Benjamin
Cassell,
PhD
candidate
David
R.
Cheriton
School
of
Computer
Science
Many content delivery services use key components such as web servers, databases, and key-value stores to serve content over the Internet. This content can include web pages, streaming video and audio, pictures, games, personal data, social networking content, and software. Today’s content delivery services face challenges unique from those of the past. The first challenge faced is scale: Content is consumed at an unprecedented and growing rate, and much of this content is increasing in size. For example, it is becoming common for videos and photos to be delivered in Ultra High Definition (UHD) or with High Dynamic Range (HDR), resulting in large amounts of data transferred to an increasing number of consumers. This scale drives the need for efficient content delivery, as the physical machines, or virtual machines, or both, required to serve content are expensive.
Another challenge faced by modern content delivery systems is an increase in resource demand and contention. Services which run in cloud environments, for example, must share physical resources with collocated applications. Systems must deal with the resource consumption associated with growing scale and content sizes. Furthermore, other modern features consume additional resources: content encryption, for example, is progressively more ubiquitous even for large content like streaming video, and consumes large amounts of CPU resources.
Existing systems have difficulty adapting to these challenges while still performing efficiently. For instance, while many systems are designed to work with small data, they often struggle to service many concurrent requests for large data (as is the case for streaming video web servers). Our main goal is to demonstrate how software can be augmented or replaced to help improve the performance and hardware efficiency of targeted components of modern content delivery services.
We first introduce Libception, a system designed to help improve disk throughput for applications that process numerous concurrent disk requests for large content. By using serialization and aggressive prefetching, Libception improves the throughput of the Apache and nginx web servers by a factor of 2 on FreeBSD and 2.5 on Linux when serving HTTP streaming video content. Notably, this improvement is achieved without changing the source code of either web server. We additionally show that Libception’s benefits translate into performance gains for other workloads, reducing the runtime of a microbenchmark using the utility diff by 50% (again without modifying the application’s source code).
We next implement Nessie, a distributed, RDMA-based, in-memory key-value store whose unique protocol allows inter-server operations to complete without consuming any CPU resources besides those of the initiating server. Nessie’s design is intended to improve iv performance for systems in environments where CPU resources are shared (such as cloud environments), systems that perform in-memory distribution of large data, and systems that experience frequent periods at non-peak load during which energy could be conserved. We find Nessie improves throughput by 70% versus other approaches when storing large values in write-oriented workloads. Nessie also doubles throughput versus other approaches when CPU contention is introduced. Finally, Nessie provides 41% power savings (relative to idle power consumption) versus other approaches when system load is at 20% of peak throughput.
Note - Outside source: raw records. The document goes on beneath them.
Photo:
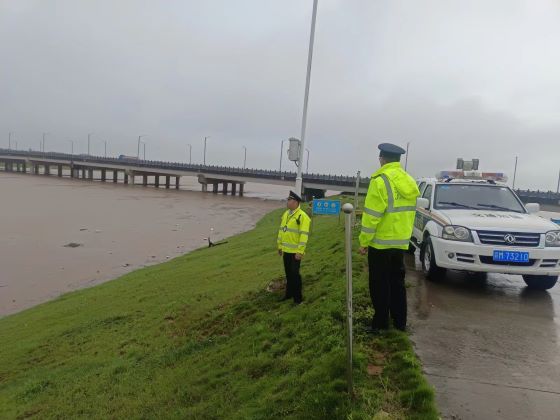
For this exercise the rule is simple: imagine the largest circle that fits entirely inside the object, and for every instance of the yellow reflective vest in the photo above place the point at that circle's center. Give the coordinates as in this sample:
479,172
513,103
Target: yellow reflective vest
294,231
389,210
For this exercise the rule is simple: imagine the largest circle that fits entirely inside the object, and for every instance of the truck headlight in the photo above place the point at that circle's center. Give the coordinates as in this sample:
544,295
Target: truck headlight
552,238
457,233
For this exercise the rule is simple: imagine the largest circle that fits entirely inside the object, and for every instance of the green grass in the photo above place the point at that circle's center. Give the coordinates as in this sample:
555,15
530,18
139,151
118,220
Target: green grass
200,337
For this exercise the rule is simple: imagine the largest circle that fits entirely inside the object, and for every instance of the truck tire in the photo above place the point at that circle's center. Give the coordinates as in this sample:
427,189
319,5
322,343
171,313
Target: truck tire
539,282
411,249
429,266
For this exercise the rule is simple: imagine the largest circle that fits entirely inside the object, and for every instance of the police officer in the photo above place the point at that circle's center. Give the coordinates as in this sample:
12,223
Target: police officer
387,223
292,240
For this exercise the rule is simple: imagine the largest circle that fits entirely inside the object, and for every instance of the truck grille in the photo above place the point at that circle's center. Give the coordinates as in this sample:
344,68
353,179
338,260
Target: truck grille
488,260
489,237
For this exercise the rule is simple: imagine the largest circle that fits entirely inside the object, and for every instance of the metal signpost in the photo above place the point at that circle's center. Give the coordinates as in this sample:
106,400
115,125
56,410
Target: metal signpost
349,210
329,207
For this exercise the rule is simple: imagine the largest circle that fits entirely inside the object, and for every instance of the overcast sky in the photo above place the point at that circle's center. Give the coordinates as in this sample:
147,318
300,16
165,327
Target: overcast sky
453,78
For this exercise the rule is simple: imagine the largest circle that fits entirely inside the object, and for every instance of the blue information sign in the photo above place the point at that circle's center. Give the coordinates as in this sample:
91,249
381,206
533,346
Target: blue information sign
326,207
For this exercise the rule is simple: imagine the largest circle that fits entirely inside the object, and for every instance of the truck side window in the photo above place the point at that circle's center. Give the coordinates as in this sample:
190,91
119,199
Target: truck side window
428,193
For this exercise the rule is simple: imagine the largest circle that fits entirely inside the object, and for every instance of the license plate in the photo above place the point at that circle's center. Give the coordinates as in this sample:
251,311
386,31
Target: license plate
511,256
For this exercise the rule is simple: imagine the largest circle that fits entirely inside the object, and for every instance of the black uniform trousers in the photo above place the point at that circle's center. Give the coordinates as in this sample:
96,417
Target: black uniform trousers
386,287
293,278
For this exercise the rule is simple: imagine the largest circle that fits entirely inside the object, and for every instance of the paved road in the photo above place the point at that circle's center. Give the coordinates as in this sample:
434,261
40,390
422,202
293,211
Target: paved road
491,349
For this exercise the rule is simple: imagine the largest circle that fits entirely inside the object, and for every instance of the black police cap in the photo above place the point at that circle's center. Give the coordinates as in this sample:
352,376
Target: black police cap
391,149
294,196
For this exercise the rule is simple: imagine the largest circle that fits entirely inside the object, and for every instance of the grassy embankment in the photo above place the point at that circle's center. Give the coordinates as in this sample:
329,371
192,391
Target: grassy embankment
200,337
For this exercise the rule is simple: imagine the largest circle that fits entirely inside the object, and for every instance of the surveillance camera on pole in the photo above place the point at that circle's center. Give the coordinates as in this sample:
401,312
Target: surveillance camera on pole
294,150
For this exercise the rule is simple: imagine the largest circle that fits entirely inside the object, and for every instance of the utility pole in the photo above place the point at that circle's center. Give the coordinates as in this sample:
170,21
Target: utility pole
406,156
139,137
204,159
89,140
299,180
43,144
514,173
281,151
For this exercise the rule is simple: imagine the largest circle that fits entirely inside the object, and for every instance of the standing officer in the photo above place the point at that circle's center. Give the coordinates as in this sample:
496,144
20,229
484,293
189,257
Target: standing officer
387,223
292,240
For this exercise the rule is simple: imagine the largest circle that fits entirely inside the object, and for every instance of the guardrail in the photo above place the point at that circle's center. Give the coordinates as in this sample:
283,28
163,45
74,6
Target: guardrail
339,180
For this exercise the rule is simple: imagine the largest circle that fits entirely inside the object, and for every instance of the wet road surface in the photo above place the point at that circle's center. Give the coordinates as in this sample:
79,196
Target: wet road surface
490,348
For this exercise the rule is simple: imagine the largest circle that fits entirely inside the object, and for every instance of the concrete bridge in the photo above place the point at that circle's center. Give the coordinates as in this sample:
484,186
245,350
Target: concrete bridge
541,197
131,170
228,179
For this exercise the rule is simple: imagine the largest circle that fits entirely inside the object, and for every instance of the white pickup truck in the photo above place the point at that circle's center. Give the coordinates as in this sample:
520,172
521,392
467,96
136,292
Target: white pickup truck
482,226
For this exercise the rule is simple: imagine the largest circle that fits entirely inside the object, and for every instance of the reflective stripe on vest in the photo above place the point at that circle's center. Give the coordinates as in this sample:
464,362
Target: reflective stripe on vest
390,241
391,200
288,245
372,212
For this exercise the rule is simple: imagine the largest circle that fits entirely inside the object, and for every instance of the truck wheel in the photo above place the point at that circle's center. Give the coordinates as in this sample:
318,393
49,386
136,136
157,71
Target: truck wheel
429,266
540,282
411,249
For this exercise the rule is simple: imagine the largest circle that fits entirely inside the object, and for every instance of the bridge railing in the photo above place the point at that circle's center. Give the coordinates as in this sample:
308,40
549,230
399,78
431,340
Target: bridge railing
340,180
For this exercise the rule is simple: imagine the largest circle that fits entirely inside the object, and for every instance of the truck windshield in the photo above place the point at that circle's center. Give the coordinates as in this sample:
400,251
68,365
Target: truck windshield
476,196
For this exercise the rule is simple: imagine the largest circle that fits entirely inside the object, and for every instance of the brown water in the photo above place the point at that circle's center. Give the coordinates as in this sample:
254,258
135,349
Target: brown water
114,229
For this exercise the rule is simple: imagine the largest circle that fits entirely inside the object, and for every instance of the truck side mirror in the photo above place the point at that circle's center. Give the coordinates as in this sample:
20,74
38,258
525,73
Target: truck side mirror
533,207
423,203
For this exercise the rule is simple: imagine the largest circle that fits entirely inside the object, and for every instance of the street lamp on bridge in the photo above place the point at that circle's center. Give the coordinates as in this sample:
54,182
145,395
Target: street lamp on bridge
89,140
139,137
205,138
299,180
43,143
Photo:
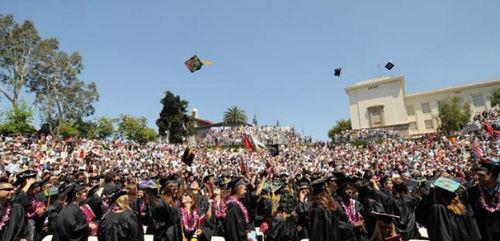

Finally, we build and evaluate RocketStreams, a framework which facilitates the creation of applications that disseminate and deliver live streaming video. Our framework exposes an easy-to-use API which provides applications with access to high-performance live streaming video dissemination, eliminating the need to implement complicated data management and networking code. RocketStreams’ TCP-based dissemination compares favourably to industry-grade alternatives, reducing CPU utilization on delivery nodes by 54% and increasing viewer throughput by 27% versus the Redis data store. Additionally, when RDMA-enabled hardware is available, RocketStreams provides RDMA-based dissemination which further increases overall performance, decreasing CPU utilization by 95% and increasing concurrent viewer throughput by 55% versus Redis.